Federal law prohibits mixing government and private money. The
A.T.F. now acknowledges it can point to no legal justification for the
scheme. But far from reining in the spending, records show that
supervisors at headquarters encouraged it by steering agents from around
the country to Bristol.
As the money mixed, the spending increased. ATF officials in Washington sent agents to Bristol to obtain equipment, supplies, and spending money in order to bypass red tape. So many vehicles were requisitioned through Bristol the office had to set up its own leasing company. Hotel bills and gas alone ran nearly $25,000 a month. And yet, the DOJ never looked into the ATF operation or its incredible amount of spending. With public and private funds overlapping, it would have been a nightmare to audit. How much of a nightmare, no one knows… because no one ever tried. Unbelievably, the "accounting" for the ATF's oversight-less, mixed cash operation was left to a single bookkeeper using Quickbooks on her own computer.
As part of the sting, two informants helped pad the ATF's secret account by purchasing cigarettes directly from US Tobacco at $3 a carton and selling them back to the ATF for $17 a carton. Rather than this being a losing proposition for the ATF, the difference in prices allowed the ATF to dump another half-million into its secret Bristol account.
The ATF office was basically housing gangsters with hearts of ill-gotten gold at this point.
[ATF agent Thomas] Lesnak said he set the prices, allowing his
informants “customary and reasonable” profits. Mr. Carpenter and Mr.
Small were paid $6 million apiece in less than two years, according to
court documents. Such huge sums would normally require special approval.
But since the money came from the secret account, the A.T.F. officially
paid them nothing.
Those around Mr. Lesnak benefited, too. The old tobacco warehouse — a
$410,000 repurposed candy factory — was given to his church, property
records show. A half-million dollars from the secret account was donated
to local law enforcement agencies. Thousands more went to Mr. Lesnak’s
children’s school. Mr. Lesnak handed out Blu-ray players and Xboxes to
his son’s baseball teammates, one player recalled. The donations, Mr.
Small said, were made at Mr. Lesnak’s insistence.
To keep his warehouse workers happy, records show, Mr. Lesnak handed
out envelopes of cash — $500 to $700 a month, tax free. On an office
casino trip, Ms. Davis testified, he provided money for gambling.
Employees were given DVD players, televisions or freezers that arrived
in the warehouse, records show.
The ATF's operation finally ran into trouble when US Tobacco began taking an interest in purchases tied to the agency. Concerned it was being used to facilitate something resembling a criminal operation (but run by law enforcement personnel), US Tobacco began looking into activities at its Bristol warehouse. This led to one of the greatest moments of combined irony and schadenfreude in human existence.

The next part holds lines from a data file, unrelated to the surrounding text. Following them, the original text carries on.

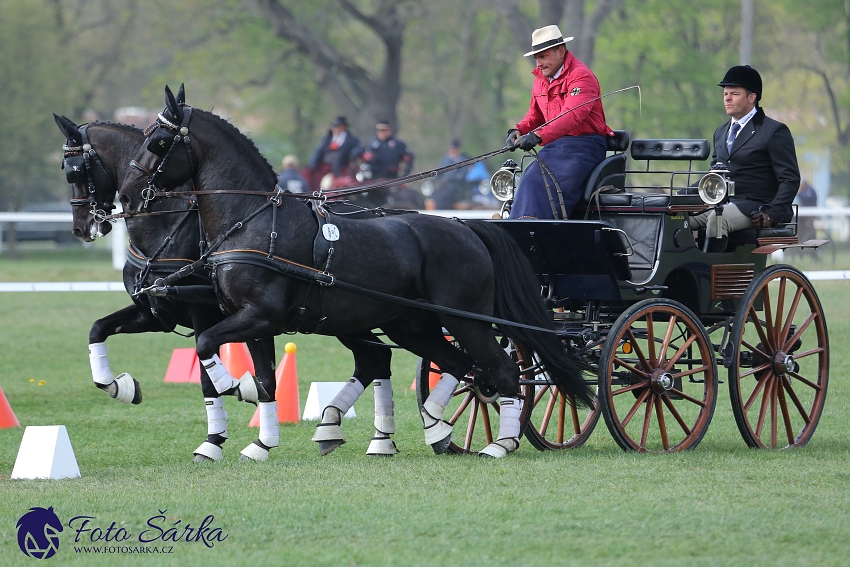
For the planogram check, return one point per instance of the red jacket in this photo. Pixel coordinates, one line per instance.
(577, 84)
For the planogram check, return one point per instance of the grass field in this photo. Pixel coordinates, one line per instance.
(721, 504)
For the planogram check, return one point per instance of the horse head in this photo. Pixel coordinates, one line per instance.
(165, 159)
(93, 187)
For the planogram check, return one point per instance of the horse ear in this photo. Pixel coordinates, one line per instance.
(171, 104)
(67, 127)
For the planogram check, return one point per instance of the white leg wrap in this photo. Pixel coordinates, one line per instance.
(210, 451)
(126, 391)
(435, 428)
(101, 374)
(329, 429)
(509, 426)
(221, 378)
(255, 453)
(442, 392)
(269, 424)
(216, 417)
(343, 401)
(383, 397)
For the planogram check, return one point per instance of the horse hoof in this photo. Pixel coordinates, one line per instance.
(442, 446)
(327, 447)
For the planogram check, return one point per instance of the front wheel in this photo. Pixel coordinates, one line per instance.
(780, 360)
(657, 378)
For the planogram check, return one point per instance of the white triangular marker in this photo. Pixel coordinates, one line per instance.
(46, 452)
(321, 394)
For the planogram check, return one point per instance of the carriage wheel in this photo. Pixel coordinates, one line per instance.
(555, 422)
(657, 378)
(473, 410)
(780, 360)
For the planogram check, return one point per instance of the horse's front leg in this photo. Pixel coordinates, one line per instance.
(131, 319)
(262, 351)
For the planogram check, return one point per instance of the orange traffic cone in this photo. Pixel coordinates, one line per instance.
(7, 416)
(286, 390)
(236, 359)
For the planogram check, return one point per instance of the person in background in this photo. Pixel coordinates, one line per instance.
(759, 153)
(289, 178)
(334, 153)
(453, 187)
(565, 116)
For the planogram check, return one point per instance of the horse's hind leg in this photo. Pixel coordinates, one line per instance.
(371, 363)
(131, 319)
(427, 340)
(262, 351)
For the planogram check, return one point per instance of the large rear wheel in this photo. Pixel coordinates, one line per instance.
(657, 378)
(780, 360)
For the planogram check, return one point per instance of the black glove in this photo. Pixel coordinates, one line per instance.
(528, 141)
(513, 136)
(761, 220)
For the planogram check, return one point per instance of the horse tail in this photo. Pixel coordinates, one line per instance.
(518, 299)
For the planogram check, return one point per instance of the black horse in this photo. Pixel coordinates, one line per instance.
(276, 261)
(96, 157)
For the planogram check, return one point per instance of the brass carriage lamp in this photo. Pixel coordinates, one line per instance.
(504, 182)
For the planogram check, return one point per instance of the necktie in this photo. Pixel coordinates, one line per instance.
(733, 132)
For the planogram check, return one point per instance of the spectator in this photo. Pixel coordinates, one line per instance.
(333, 154)
(289, 178)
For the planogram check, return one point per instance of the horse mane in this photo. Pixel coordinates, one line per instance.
(239, 135)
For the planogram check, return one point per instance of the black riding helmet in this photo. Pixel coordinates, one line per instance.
(743, 76)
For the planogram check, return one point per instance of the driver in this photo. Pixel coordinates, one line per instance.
(760, 155)
(573, 143)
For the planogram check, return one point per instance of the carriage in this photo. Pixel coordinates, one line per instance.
(654, 317)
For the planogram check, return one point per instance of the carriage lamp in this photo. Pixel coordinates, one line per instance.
(504, 182)
(714, 186)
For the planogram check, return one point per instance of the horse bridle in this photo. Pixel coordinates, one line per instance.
(162, 143)
(76, 161)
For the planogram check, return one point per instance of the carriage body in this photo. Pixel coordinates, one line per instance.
(654, 317)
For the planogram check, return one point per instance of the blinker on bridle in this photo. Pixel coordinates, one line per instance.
(162, 142)
(76, 161)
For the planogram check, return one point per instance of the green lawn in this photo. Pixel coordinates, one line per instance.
(721, 504)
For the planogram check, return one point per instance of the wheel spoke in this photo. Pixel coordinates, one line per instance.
(791, 312)
(647, 417)
(783, 405)
(550, 405)
(668, 334)
(765, 400)
(780, 303)
(759, 385)
(461, 408)
(806, 381)
(680, 352)
(625, 389)
(630, 368)
(650, 340)
(690, 372)
(662, 426)
(637, 349)
(635, 407)
(676, 414)
(685, 396)
(485, 417)
(470, 425)
(793, 395)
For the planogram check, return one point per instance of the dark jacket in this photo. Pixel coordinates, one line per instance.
(389, 158)
(349, 150)
(763, 165)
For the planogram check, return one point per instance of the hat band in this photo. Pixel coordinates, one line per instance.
(547, 44)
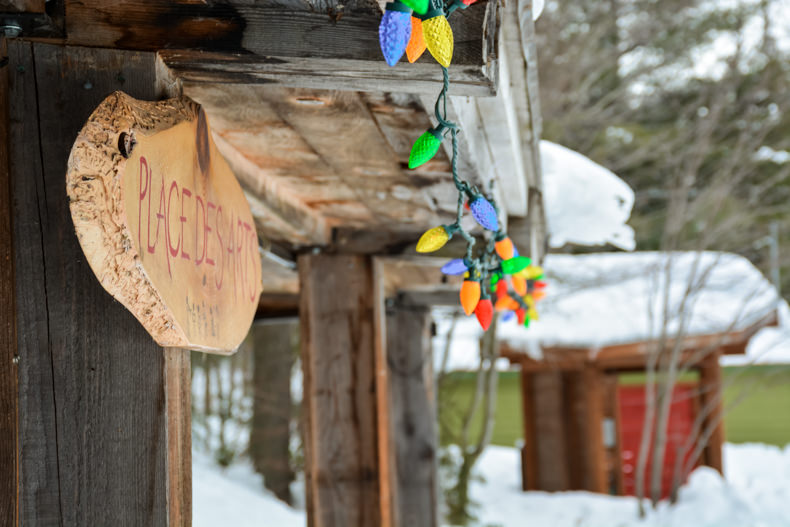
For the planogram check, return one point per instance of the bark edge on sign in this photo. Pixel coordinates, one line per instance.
(95, 186)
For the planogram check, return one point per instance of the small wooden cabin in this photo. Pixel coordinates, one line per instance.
(582, 426)
(94, 415)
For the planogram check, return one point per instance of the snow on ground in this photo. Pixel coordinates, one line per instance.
(603, 299)
(756, 493)
(235, 497)
(586, 204)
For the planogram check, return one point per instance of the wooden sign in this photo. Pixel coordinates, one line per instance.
(163, 222)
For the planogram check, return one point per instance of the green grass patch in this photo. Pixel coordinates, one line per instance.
(756, 401)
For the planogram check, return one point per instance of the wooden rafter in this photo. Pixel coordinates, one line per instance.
(325, 44)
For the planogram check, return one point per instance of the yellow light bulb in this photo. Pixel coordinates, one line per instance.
(433, 239)
(439, 39)
(519, 285)
(470, 295)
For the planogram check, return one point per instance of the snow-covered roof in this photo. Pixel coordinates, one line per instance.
(604, 299)
(586, 204)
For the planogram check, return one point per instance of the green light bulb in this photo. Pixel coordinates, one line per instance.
(515, 265)
(425, 147)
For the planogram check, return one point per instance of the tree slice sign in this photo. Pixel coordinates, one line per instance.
(163, 222)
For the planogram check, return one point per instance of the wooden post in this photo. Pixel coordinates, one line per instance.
(273, 353)
(529, 452)
(711, 393)
(341, 440)
(103, 411)
(8, 364)
(552, 466)
(413, 414)
(595, 453)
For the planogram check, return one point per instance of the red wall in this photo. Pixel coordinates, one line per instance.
(631, 400)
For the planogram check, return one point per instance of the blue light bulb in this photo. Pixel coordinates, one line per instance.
(395, 31)
(455, 267)
(484, 213)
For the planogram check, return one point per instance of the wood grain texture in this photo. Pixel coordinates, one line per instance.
(529, 452)
(9, 395)
(178, 390)
(22, 6)
(388, 487)
(93, 444)
(337, 346)
(413, 412)
(301, 45)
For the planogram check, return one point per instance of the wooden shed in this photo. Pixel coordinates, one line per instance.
(94, 415)
(582, 426)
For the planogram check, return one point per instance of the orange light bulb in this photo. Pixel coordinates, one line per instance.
(506, 304)
(504, 248)
(519, 285)
(470, 295)
(416, 46)
(485, 313)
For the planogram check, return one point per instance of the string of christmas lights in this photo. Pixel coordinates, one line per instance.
(411, 27)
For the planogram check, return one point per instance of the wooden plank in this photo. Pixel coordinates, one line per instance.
(338, 357)
(279, 216)
(388, 470)
(333, 48)
(178, 391)
(595, 453)
(22, 6)
(611, 410)
(552, 466)
(93, 425)
(9, 395)
(529, 452)
(574, 421)
(194, 285)
(711, 395)
(413, 414)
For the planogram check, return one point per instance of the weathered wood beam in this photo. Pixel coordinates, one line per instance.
(333, 47)
(712, 401)
(94, 389)
(413, 414)
(279, 216)
(9, 389)
(337, 326)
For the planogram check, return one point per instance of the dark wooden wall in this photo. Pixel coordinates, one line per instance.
(413, 415)
(340, 420)
(93, 442)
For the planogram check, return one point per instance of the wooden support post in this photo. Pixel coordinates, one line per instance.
(273, 352)
(711, 395)
(103, 411)
(552, 466)
(340, 421)
(595, 453)
(413, 414)
(8, 364)
(529, 452)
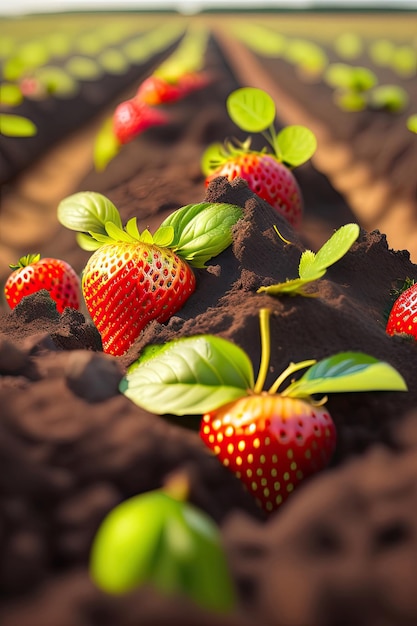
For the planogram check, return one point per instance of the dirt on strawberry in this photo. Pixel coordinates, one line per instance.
(71, 446)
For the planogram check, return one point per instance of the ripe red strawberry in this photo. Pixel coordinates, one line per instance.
(270, 442)
(269, 179)
(403, 315)
(126, 285)
(33, 273)
(157, 90)
(132, 117)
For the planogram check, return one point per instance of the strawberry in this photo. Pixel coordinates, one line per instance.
(158, 90)
(32, 273)
(270, 442)
(126, 285)
(268, 178)
(403, 315)
(132, 117)
(133, 278)
(268, 174)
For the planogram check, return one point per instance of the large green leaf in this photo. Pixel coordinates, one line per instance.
(202, 231)
(189, 376)
(251, 109)
(347, 371)
(88, 211)
(16, 126)
(155, 539)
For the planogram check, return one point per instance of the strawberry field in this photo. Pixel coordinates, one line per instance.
(232, 442)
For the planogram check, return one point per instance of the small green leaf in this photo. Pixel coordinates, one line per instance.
(346, 372)
(337, 246)
(10, 94)
(388, 97)
(155, 539)
(164, 236)
(189, 376)
(202, 230)
(88, 211)
(412, 123)
(251, 109)
(295, 145)
(132, 228)
(106, 145)
(16, 126)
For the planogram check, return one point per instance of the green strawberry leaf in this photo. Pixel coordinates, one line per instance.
(106, 146)
(412, 123)
(16, 126)
(294, 145)
(202, 231)
(251, 109)
(347, 371)
(155, 539)
(313, 266)
(189, 376)
(88, 211)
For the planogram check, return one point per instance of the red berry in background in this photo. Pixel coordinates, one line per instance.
(403, 315)
(132, 117)
(269, 179)
(271, 443)
(32, 274)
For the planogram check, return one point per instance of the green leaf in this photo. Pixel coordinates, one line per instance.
(412, 123)
(337, 246)
(388, 97)
(10, 94)
(295, 145)
(347, 371)
(106, 145)
(202, 230)
(189, 376)
(251, 109)
(313, 266)
(157, 540)
(88, 211)
(16, 126)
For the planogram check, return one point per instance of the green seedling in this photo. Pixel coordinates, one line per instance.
(159, 539)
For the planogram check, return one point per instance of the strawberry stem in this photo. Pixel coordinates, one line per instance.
(293, 367)
(264, 315)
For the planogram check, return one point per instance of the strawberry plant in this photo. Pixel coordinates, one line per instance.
(268, 174)
(33, 273)
(313, 265)
(133, 278)
(402, 318)
(159, 539)
(271, 439)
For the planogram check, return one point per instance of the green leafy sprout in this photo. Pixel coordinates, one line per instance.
(313, 266)
(194, 375)
(253, 111)
(196, 232)
(159, 539)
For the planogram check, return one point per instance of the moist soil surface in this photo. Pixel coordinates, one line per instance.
(342, 549)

The operation ran until Stuart Thompson, a bookish Manhattan native,
took over as chief financial officer at U.S. Tobacco. He repeatedly
pressed the warehouse manager to explain the unusual supply of Palermos.
No market existed for that many cigarettes, he said.
On March 8, 2013, the warehouse manager called Mr. Thompson. “He
started telling me that A.T.F. was doing operations in our warehouse,”
Mr. Thompson recalled.
Company lawyers descended on the warehouse, seizing everything. A tobacco company had just raided the A.T.F.
Despite all of this, no one involved has been prosecuted. The DOJ still hasn't attempted to audit the funds the ATF worked with, even while declaring the operation to be highly problematic. Everyone involved walked away unscathed. Even Agent Lesnak, who spearheaded the operation and set up the mixed-money slush fund, never received so much as an oral reprimand. I suppose the DOJ felt the 100 or so arrests resulting from the operation outweighed the illegal activity that went on for years under its nose.
The whole story is worth reading. It shows the ATF has the DEA's mentality: nothing matters but the job. Any and all illegal operations are forgiven in advance (and often in arrears) because doing the government's version of God' work involves breaking laws like omelet eggs and keeping oversight as far away as possible from day-to-day activities.